11. Rate Limiting and Throttling

Rate limiting protects your API from abuse, prevents accidental runaway scripts from overwhelming your infrastructure, and ensures fair access for all consumers.

How It Works

The server tracks the number of requests each client makes within a fixed time window. When a client exceeds the allowed number of requests, the server responds with 429 Too Many Requests and the client must wait before retrying.
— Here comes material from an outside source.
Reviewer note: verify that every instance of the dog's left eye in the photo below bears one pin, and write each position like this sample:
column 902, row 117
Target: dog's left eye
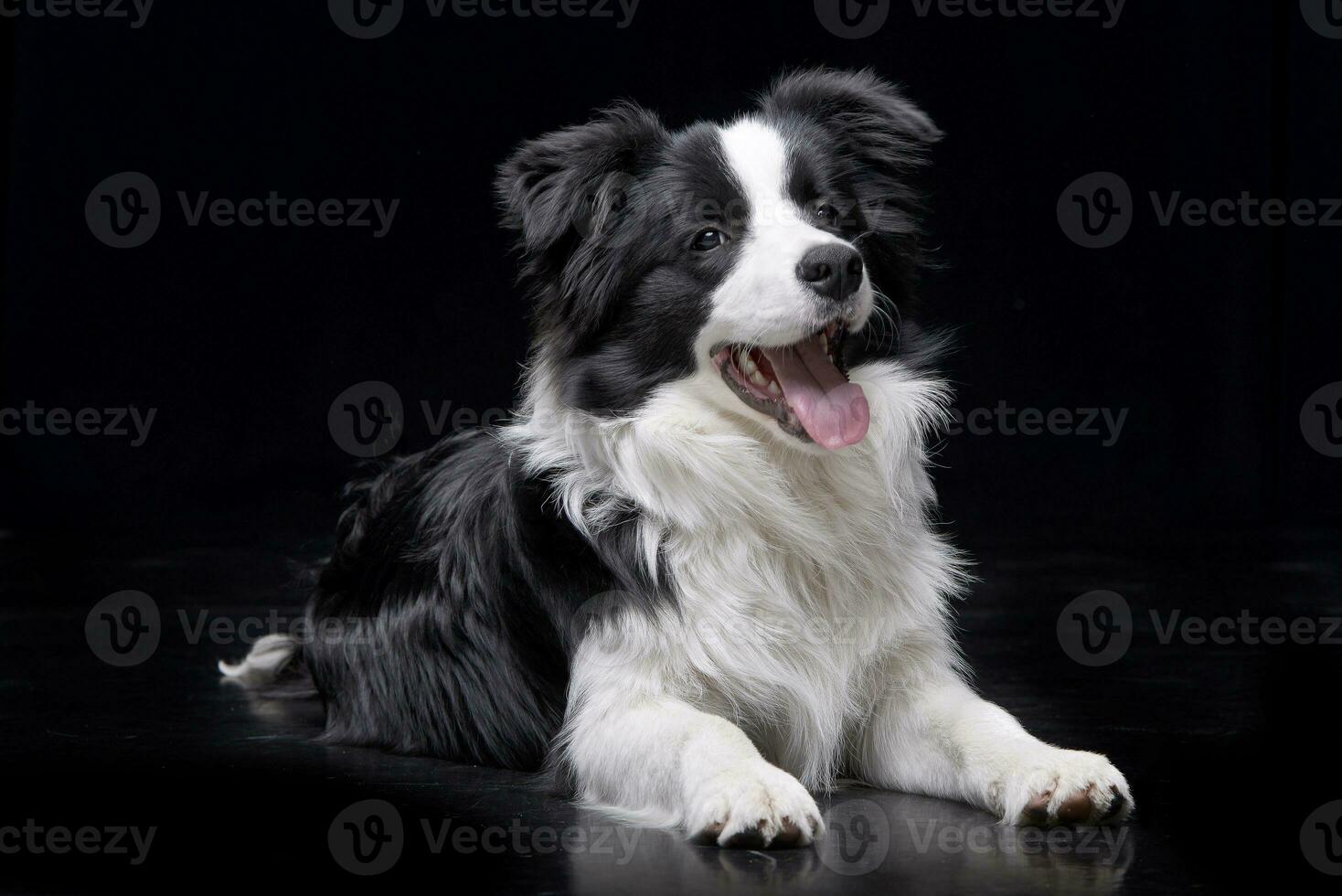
column 708, row 239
A common starting point is 60 requests per minute per API key, though you should tune this based on your traffic patterns and infrastructure capacity.

Response Headers

Include rate-limit information in every response so that well-behaved clients can pace themselves without guessing:

Header	Value
`X-RateLimit-Limit`	The maximum number of requests allowed in the current window (e.g. `60`).
`X-RateLimit-Remaining`	How many requests the client has left in the current window (e.g. `42`).
`X-RateLimit-Reset`	The Unix timestamp at which the current window resets (e.g. `1706000000`).

Example response headers:

X-RateLimit-Limit: 60
X-RateLimit-Remaining: 42
X-RateLimit-Reset: 1706000000

Retry-After on 429

When the server does return a 429, include a Retry-After header telling the client exactly how long to wait:

HTTP/1.1 429 Too Many Requests
Retry-After: 30

Choosing a Strategy

Fixed window — simple to implement; resets at regular intervals. Clients can burst up to the limit at the start of each window.
Sliding window — tracks requests over a rolling period, producing smoother throttling behaviour and fewer burst spikes.
Token bucket — allows short bursts above the average rate while still enforcing a long-term cap. Well suited to APIs with occasional spikes in legitimate traffic.

Document your chosen strategy and limits in your API specification so clients can design their request patterns accordingly.